Clark Lea's defense is well-aware Jurkovec leads the ACC in passing yards, but the focus is about improving from last week.
"As a team, we talk about a faceless opponent, so each week, we're going into The Gug and practice with no face to the opponent," explained White. "It's our standard of play. It's our performance we want to keep improving. Watching film on Clemson, we won and made some great plays, but there are areas to improve, so that's where we're trying to head."
'Run game and defense travel' is a famous saying in football and the Irish have both, but there's a third bullet point.
Physicality travels and White wants the Irish to set the tone in Chestnut Hill on Saturday.
"One of our key identifiers is being physical, especially at the point of attack at the line of scrimmage," said White. "That was something we thought Clemson hadn't experienced until last week. You see our interior defensive line controlling gaps and the linebackers flowing downhill and posting up offensive linemen. That was our mindset going into the game and our mindset going into every game - being the more physically dominant team."
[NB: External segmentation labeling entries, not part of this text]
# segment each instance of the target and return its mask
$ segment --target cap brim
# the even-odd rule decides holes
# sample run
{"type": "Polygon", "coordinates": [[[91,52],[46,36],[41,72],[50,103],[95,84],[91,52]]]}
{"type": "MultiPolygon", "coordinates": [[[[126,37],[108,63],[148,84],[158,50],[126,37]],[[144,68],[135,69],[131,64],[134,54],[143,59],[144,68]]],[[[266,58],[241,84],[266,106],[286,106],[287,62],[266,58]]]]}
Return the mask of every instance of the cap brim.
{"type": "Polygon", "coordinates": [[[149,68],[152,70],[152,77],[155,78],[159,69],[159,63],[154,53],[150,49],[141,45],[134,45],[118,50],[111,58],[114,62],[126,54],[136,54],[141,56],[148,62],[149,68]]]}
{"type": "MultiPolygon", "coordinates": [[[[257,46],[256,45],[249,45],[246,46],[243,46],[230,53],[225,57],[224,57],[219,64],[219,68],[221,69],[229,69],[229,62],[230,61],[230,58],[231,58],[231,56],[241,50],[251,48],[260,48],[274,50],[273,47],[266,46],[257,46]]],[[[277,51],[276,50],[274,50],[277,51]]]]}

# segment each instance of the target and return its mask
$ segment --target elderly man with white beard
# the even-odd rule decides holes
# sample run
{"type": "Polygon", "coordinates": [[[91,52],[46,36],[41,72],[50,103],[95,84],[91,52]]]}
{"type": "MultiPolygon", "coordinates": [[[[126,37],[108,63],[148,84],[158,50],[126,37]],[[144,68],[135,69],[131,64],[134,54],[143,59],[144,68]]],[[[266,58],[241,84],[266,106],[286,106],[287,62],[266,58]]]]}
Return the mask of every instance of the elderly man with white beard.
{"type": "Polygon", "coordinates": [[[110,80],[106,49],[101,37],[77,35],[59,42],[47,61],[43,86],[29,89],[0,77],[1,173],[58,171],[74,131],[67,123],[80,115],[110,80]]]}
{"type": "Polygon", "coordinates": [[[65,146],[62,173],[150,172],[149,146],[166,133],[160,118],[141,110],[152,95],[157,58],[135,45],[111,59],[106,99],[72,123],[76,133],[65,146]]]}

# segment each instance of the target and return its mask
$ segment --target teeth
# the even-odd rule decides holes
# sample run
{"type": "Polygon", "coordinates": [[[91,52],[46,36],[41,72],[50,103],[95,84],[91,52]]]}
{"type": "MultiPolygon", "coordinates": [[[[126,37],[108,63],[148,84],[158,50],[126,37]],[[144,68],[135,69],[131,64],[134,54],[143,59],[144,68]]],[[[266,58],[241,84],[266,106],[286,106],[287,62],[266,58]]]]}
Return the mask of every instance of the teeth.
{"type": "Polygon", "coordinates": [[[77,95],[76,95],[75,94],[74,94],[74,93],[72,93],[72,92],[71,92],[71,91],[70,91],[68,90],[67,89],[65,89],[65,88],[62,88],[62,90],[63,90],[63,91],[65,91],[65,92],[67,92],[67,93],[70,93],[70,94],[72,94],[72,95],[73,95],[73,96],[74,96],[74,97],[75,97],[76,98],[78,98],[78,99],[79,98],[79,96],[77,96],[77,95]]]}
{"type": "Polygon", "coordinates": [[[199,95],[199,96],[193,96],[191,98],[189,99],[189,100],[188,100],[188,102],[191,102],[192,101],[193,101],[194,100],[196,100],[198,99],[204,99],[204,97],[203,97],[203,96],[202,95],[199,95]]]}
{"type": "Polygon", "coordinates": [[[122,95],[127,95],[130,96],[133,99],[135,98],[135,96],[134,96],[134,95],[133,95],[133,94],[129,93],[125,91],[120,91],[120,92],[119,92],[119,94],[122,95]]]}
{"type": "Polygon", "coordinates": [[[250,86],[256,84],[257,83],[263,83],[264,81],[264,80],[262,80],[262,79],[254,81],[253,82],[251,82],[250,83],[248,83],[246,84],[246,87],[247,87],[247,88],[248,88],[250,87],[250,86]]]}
The physicality is something Lea and Kelly have stressed, but Notre Dame's defense is starting to take the ball, which wasn't there until the Pitt game in October.
White expects turnovers to become the norm for the Irish defense and it starts with playing loose.
"The big plays come from being fearless," White explained. "It's not being scared to miss. I think Coach Rees gave this analogy a while back, but it's big-time players shoot. When the game is on the line, they are putting the ball up.
"On defense, we want everybody to be playmakers. It's having no fear—fearless guys flying around, not overthinking anything and playing to their ability. One example would be Wu on his touchdown. Came back that drive and shot full speed and blew up the play. Him just being a playmaker, it ends up with him scoring a touchdown.
"It's guys playing fearless and not being afraid to make a mistake when they're out on the field."